In this workshop series, you will learn how to create a simple split view controller iPhone app. Before you begin I assume you know to use:
Every thing else related to creating the split view controller iPhone app is covered in the workshop series. Let’s start off with some background information on the split view controller.
The Default Behavior of The Spit View Controller
The Split View Controller is a container controller that was originally designed only for the iPad. Now in iOS 8 it can be used on both the iPhone and the iPad. In this section, I discuss the default behavior of the split view controller on the iPad and the iPhone Device. On an iPhone or iPad device, in landscape orientation, the split view controller’s job is to display a primary view controller on the left side of the device’s screen and a secondary view controller on the right side of the device’s screen. Tapping a table row in the primary view controller display details for that row in the secondary view controller.
When the device switches into portrait orientation, the secondary view controller occupies the entire screen. The user can click a button to bring up the primary view, which will occupy the entire screen. The default location of the button is on the secondary view controller’s navigation bar. Alternatively, the swipe right gesture is used to bring up the primary view. The opposite gesture dismiss the primary view. On the iPhone simulator, the swipe right gesture is done by click-dragging from left to right-see image below. The opposite gesture dismiss the primary view.
The Container View Controller
Now, according to Apple’s documentation; if you are going to use a split view controller in your application, it should be the application’s root view controller and you must embed it in a container view. The reason for this is two fold:
- to properly display the split view controller, when the device orientation changes.
- to override the split view controller’s parent view controller trait collection.
By default the split view controller’s parent is the application window and you can’t override its trait collection. So you have to add a view controller on the storyboard, add a container view in it, then embed the split view controller in the container view. Confused? This diagram of the view controllers hierarchy should help.
As shown in above digram, the view controller is now the window’s root view controller. So in the end, the container view’s trait collection is the one that you’ll override. There’s one more thing you need to know before we get started in building the split view application and it is trait collection.
First of all, a trait is a property that describes a certain aspect of a screen. A trait collection is a set of properties that describe a specific device, and it contains these traits:
- Horizontal size
- Vertical size
- Device idiom
- Display scale
Further more, size classes are considered to be traits. For example, this trait collection describes an iPhone in portrait orientation.

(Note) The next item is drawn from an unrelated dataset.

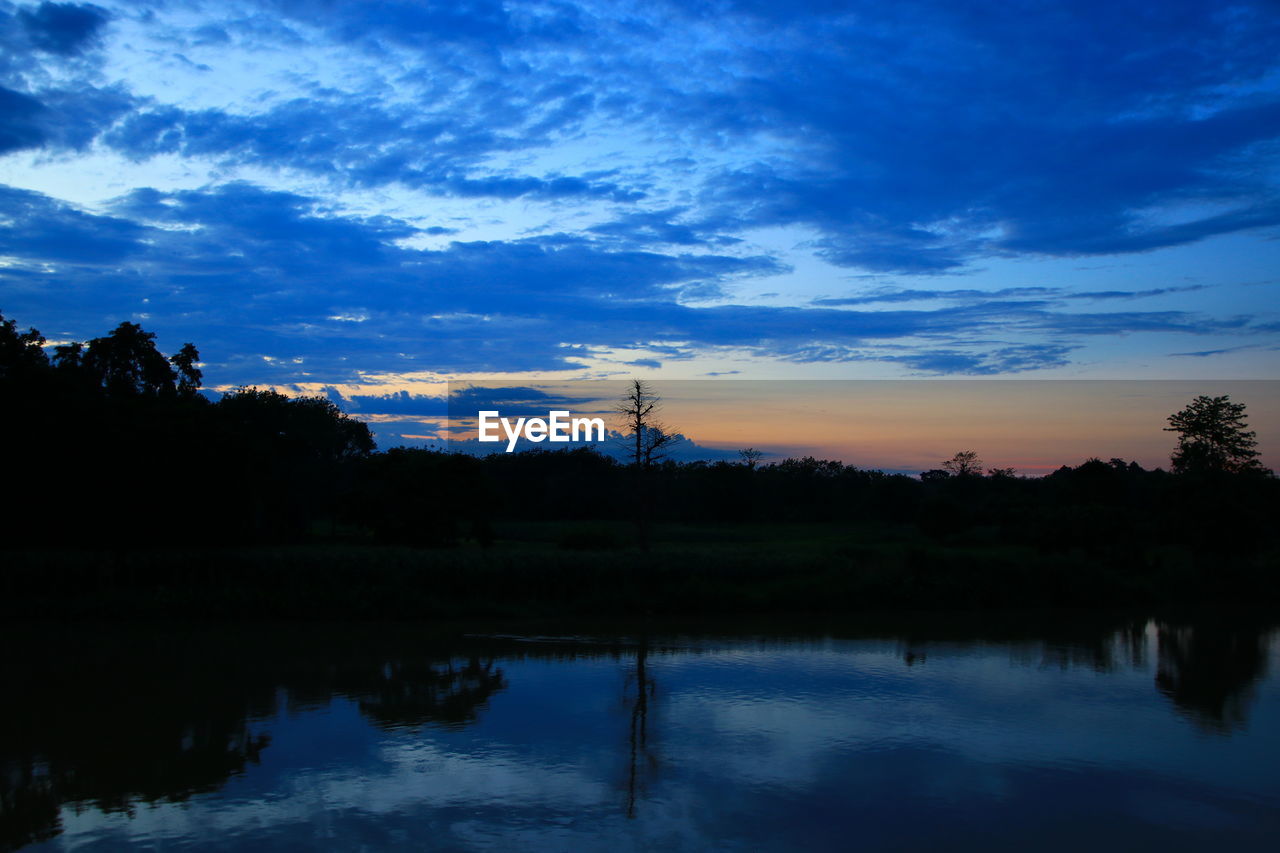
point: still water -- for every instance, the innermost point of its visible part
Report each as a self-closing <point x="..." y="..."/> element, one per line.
<point x="1106" y="733"/>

- Compact horizontal size class
- Regular vertical size class
- Device idiom: iPhone
- Display scale: 2.0
Now, there are three vital points I want to make about trait collection:
- Every view controller inherits its parent’s trait collection, and that inheritance start from the Window all the way up to the Screen, as shown in this diagram.
- Every parent view controller can override the trait collections of its child view controller.
- A trait collection allows custom layout in certain scenarios.
That’s all you need to to know about traits and trait collections. This basic knowledge will come in handy when we override the split view controller’s inherited trait collection and modify its child view controller’s size classes; thus enabling us to properly display the split view controller, when the device orientation changes. The new iOS SDK provides some really useful methods to do so, and once you get the meaning of trait collections you’ll see that overriding them is easy task.